Wouldn't it be ironic if, for example, Schwab online brokers had the ability to execute trade transactions for anyone in the world, in any country, at any time - yet was limited only to those customers with Internet-enabled PCs? That limitation may be removed very soon, as IBM is proving it can be done by partnering with Fraser Securities, SingTel Mobile and the IT division of the Singapore Stock Exchange to pilot the world's first fully automated stock trading system for mobile phones.
Some critics say this all seems right out of the "Jetsons" - having e-commerce penetrate other gadgets in our everyday life, i.e. our phones, televisions, cars and household appliances. I don't have nearly enough room in this column to address that Pandora's Box. But I do know that as technology proliferates, there will be a growing need to access e-commerce beyond the traditional PC.

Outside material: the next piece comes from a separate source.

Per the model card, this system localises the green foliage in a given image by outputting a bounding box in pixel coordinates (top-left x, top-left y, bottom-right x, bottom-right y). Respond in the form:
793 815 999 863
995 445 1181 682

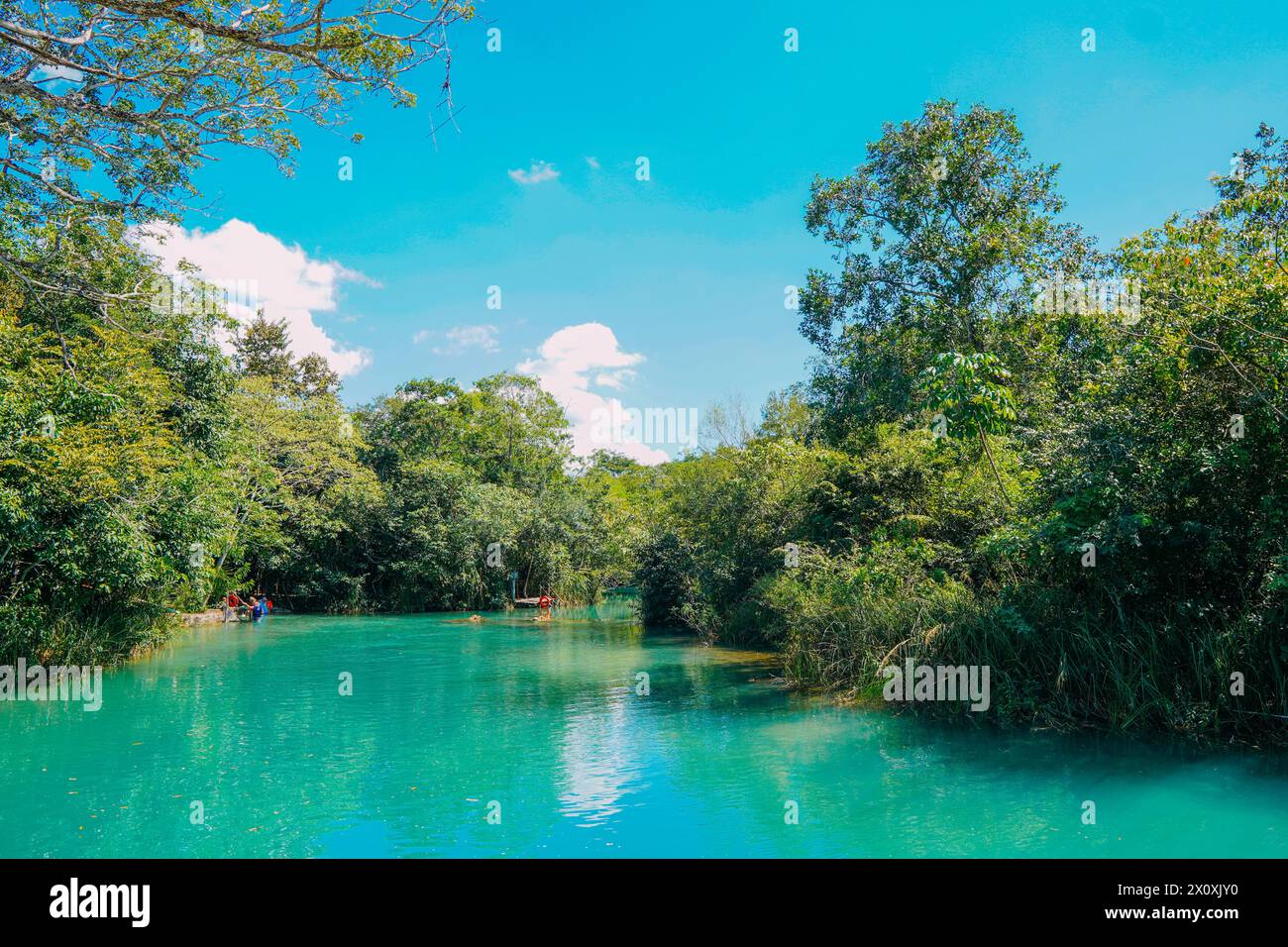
640 103 1288 742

Even more than just opening these many new doors, IBM is seeking to guide the customer through them seamlessly, to make these new "smart devices" work invisibly. Simply put, networked devices will be embedded with computer chips that are connected to an intelligent network that incorporates the Internet.
Here are a few glances at our rapidly approaching future, according to IBM's Pervasive Computing Division, formed just one year ago.
IBM, Nokia and The SABRE Group are developing a real-time, interactive service that allows travelers to use their cell phones to make flight changes and receive airline updates. The cell phone will alert them if a flight has been delayed or canceled and let them remotely generate a transaction that books them on another flight.
IBM is working with top auto manufacturers to create in-vehicle information solutions for drivers. Newly "networked vehicles" will have a dashboard signal that tells us we've taken a wrong turn, while a precision dashboard guide shows us how to get back on track.
An Open Service Gateway, an IBM-led initiative, is the industry's first effort to create a standard for developing new applications for the networked home that will allow people to operate appliances, fixtures, computers and energy controls through one single device.
There are more examples, but Big Blue has a strategic plan and is following it. They're partnering with device manufacturers of all kinds, selling them enabling hardware such as chips and tiny hard drives and software such as embedded speech and programming tools. And they're partnering with enterprises and carriers to build new software that will enhance the existing infrastructure to accommodate and manage new heterogeneous platforms.
Mark Bregman, general manager of IBM's Pervasive Computing division, says, "We're on the cusp of the post-PC era." Lou Gerstner, too, alluded to that new world when he addressed Wall Street earlier this year. Studies done by International Data Corp. (Framingham, Mass.; IDC) support their claim. IDC forecasts that by 2002, more than 50 percent of devices connected to the Internet will not be PCs. While PCs most certainly won't be replaced, clearly opportunities lie beyond.
We're in uncharted territory, but the best and the brightest are blazing through, (including IBM competitors Microsoft, Sun and HP.) Someday soon, accessing the Internet will be as easy as touching a button, and will never be farther away then our homes, our cars, or even the pockets of our pants. One day soon you might be able to swipe the UPC barcode of your milk carton across your refrigerator, and new milk will be on its way! Frigidaire just unveiled its online refrigerator with a built-in scanner, creating a home-shopping terminal. George Jetson, leave a light on for us.
Once again IBM's vision and "out-of-the box" thinking bodes well for the future. However, the question, "If IBM and the industry build this 'field of dreams,' will they (all of us!) come?" still remains to be answered. Welcome to 2000 and beyond!